Die Herausforderungen im sozialen Wohnungsbau sind enorm: Der Bedarf steigt, während die Fertigstellung neuer Wohnungen hinter den Zielen zurückbleibt. Neben staatlichen Maßnahmen setzen Unternehmen wie Goldbeck auf innovative Baukonzepte, um schneller, effizienter und nachhaltiger zu bauen.

Elementiertes Bauen für schnellere Realisierung

Jan-Hendrik Goldbeck betont bei Neues Bauen – 80 Sekunden 2024, dass der Begriff „modulares Bauen“ oft missverstanden wird. Statt bloßem Containerbau geht es um Elementierung, Systematisierung und serielle Skaleneffekte. Diese Konzepte ermöglichen eine schnellere und wirtschaftlichere Realisierung neuer Quartiere, da vorgefertigte Bauelemente effizient montiert werden können. „Überall, wo Schnittstellen auftreten, entstehen Verzögerungen und zusätzliche Kosten.
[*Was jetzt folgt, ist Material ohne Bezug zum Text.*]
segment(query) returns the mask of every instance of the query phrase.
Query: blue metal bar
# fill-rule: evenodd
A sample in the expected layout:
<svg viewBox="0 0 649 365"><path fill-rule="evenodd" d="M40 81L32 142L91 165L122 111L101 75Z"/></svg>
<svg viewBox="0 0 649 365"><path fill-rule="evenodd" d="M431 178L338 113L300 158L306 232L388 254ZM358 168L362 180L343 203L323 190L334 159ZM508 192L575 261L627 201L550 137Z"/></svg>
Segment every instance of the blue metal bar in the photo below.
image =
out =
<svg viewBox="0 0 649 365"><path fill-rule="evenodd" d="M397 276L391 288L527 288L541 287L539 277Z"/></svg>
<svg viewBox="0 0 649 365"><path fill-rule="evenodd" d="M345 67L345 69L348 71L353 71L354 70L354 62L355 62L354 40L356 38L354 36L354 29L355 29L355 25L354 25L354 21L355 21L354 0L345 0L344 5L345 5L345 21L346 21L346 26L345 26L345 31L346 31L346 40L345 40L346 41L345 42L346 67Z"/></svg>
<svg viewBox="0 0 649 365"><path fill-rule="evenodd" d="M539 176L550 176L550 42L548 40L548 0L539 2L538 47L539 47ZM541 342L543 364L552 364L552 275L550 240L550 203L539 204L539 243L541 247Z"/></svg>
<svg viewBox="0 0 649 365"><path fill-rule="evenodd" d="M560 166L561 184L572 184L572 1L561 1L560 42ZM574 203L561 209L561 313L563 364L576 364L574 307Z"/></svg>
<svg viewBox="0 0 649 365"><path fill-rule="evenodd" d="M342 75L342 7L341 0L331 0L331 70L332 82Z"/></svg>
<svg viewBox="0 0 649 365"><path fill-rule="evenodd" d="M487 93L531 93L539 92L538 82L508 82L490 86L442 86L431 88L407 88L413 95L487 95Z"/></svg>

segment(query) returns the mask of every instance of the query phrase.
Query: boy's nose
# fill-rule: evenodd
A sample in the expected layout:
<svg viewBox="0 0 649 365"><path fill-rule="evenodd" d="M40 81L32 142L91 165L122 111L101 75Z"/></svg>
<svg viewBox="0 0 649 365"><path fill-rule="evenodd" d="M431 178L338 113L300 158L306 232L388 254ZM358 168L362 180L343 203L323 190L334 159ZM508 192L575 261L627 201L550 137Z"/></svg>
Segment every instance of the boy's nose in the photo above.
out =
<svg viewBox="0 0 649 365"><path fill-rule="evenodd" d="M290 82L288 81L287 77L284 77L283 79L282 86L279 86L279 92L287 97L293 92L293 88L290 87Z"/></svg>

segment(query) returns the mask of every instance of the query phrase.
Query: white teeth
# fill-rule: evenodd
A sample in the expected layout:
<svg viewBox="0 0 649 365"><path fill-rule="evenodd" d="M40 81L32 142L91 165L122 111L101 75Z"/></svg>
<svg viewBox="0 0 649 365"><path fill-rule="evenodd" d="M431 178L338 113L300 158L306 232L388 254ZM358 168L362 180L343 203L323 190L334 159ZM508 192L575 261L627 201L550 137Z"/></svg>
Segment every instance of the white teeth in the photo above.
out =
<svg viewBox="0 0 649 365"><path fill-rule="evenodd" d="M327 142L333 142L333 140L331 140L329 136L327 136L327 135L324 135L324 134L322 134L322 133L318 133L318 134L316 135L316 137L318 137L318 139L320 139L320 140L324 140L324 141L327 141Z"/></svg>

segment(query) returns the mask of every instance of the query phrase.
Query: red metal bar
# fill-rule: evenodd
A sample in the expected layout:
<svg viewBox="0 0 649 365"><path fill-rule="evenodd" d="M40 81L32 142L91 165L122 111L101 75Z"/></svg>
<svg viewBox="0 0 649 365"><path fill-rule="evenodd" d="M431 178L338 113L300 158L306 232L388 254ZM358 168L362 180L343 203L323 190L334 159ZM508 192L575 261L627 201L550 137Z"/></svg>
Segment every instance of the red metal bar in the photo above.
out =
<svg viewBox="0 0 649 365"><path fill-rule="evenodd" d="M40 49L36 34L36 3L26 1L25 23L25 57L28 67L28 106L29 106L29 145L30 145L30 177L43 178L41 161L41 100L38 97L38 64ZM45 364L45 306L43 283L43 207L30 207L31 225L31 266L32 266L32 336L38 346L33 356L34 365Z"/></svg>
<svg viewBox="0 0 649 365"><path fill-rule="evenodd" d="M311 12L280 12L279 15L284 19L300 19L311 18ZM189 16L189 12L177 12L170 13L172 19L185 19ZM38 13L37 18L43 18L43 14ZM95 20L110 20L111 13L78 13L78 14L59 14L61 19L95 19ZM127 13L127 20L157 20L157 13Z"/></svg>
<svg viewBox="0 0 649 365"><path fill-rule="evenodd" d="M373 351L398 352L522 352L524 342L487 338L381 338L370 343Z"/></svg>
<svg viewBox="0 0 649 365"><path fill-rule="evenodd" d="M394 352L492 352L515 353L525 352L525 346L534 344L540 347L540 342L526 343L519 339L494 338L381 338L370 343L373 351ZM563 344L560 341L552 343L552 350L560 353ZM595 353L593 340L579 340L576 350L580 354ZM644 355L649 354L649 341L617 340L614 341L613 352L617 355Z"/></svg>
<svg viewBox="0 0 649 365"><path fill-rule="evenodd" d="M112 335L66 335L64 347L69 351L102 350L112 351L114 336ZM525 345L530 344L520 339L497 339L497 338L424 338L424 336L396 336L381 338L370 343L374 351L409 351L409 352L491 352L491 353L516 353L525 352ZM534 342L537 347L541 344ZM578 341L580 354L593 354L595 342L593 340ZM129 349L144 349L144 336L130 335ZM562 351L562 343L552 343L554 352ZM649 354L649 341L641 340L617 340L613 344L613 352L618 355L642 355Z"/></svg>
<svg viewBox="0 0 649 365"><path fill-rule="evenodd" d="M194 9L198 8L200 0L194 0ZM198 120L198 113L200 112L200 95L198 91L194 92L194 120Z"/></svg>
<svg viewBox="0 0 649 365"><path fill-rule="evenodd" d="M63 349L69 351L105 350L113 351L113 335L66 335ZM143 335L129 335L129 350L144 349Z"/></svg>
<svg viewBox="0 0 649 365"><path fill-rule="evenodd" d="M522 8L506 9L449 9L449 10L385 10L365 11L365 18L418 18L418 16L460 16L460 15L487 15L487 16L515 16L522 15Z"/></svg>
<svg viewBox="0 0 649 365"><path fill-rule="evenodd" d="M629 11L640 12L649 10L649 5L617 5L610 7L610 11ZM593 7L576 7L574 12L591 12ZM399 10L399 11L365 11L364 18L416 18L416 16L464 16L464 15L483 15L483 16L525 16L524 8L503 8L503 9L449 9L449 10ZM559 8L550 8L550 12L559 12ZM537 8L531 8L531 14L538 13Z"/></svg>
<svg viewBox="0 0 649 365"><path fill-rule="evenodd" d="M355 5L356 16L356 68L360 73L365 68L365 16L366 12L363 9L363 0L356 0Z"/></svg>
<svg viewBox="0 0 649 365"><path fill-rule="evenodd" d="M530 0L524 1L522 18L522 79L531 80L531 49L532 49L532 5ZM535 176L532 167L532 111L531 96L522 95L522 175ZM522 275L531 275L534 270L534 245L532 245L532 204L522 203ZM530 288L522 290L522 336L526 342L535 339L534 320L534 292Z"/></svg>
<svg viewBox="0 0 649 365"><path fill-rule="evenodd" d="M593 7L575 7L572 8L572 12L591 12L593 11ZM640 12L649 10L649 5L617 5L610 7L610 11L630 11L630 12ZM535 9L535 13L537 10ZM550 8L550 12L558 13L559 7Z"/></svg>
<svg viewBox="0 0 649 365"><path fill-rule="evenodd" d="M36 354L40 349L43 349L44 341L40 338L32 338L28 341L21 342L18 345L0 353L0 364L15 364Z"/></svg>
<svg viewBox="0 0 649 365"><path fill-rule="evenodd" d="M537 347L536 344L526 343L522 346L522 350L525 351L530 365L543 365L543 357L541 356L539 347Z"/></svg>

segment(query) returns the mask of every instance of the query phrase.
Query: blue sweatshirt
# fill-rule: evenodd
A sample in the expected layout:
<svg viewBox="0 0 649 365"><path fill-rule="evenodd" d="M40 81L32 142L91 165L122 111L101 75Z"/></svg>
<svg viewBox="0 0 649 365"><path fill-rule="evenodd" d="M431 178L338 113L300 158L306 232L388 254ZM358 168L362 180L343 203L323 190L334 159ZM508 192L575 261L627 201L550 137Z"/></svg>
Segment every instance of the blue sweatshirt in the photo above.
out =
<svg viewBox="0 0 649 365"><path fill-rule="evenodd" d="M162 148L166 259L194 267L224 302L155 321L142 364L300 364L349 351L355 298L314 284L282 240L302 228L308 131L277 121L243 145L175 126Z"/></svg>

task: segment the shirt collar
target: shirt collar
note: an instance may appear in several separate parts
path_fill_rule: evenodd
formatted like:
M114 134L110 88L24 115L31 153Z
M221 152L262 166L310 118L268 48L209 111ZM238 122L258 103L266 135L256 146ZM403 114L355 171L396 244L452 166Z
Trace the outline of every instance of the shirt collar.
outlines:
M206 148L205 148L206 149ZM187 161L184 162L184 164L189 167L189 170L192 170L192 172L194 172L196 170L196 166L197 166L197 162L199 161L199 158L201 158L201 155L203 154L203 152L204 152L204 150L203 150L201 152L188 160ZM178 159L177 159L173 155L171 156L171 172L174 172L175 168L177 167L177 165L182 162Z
Eine durchgängige Systematisierung kann dem entgegenwirken“, so Goldbeck.

Standardisierung senkt Kosten und steigert Effizienz

Die Vorteile des elementierten Bauens liegen auf der Hand: Durch standardisierte Prozesse kann ein hoher Qualitätsstandard bei reduzierten Kosten erreicht werden. In Berlin-Friedrichshain entstehen so neue Sozialwohnungen für unter 2.000 Euro pro Quadratmeter – ein Bruchteil der sonst üblichen Baukosten. Zudem erlaubt diese Methode eine hohe Skalierbarkeit, was essenziell ist, um den dringenden Wohnraummangel zu bekämpfen.

Wohnungsmangel bleibt eine zentrale Herausforderung

Laut einer Studie des Pestel-Instituts fehlen in Deutschland rund 550.000 bezahlbare Wohnungen. Das Bündnis Soziales Wohnen fordert daher verstärkte staatliche Fördermaßnahmen. Doch Goldbeck sieht neben politischen Weichenstellungen auch die Branche selbst in der Pflicht: „Ständiges Klagen hilft nicht. Die Möglichkeiten durch Technologie, Forschung und Innovation sind vorhanden – wir müssen sie konsequent nutzen.“

Digitale Prozesse für eine optimierte Bauwirtschaft

Ein weiterer Schlüssel zur Effizienzsteigerung liegt in der Digitalisierung. Ein durchgängiger digitaler Zwilling kann Planung, Bau und Betrieb miteinander verbinden. Goldbeck sieht hier Parallelen zur Automobilindustrie: „Kein Auto würde heute ohne eine vollständig digitalisierte Produktionskette entstehen – warum also noch beim Bau?“ Durch digitale Echtzeit-Daten können Prozesse optimiert und Ressourcen gezielt eingesetzt werden.

Mehr Wohnraum durch pragmatische Lösungen

Neben innovativen Bauweisen muss auch die Diskussion um bauliche Standards geführt werden. Michael Hölker vom Bundesverband Deutscher Baustoff-Fachhandel plädiert für eine Reduktion überzogener Anforderungen, um die Baukosten zu senken. Schleswig-Holstein zeigt bereits, dass flexiblere Regelungen den Bau erschwinglicher machen können.

Fazit: Ein Paradigmenwechsel ist nötig

Die Herausforderungen im sozialen Wohnungsbau können nicht allein durch mehr Fördermittel gelöst werden. Ein Zusammenspiel aus innovativen Bauweisen, digitalen Prozessen und pragmatischen Standards ist notwendig, um kostengünstig und nachhaltig Wohnraum zu schaffen. Unternehmen wie Goldbeck demonstrieren, dass dies bereits heute möglich ist – nun gilt es, die Ansätze konsequent umzusetzen.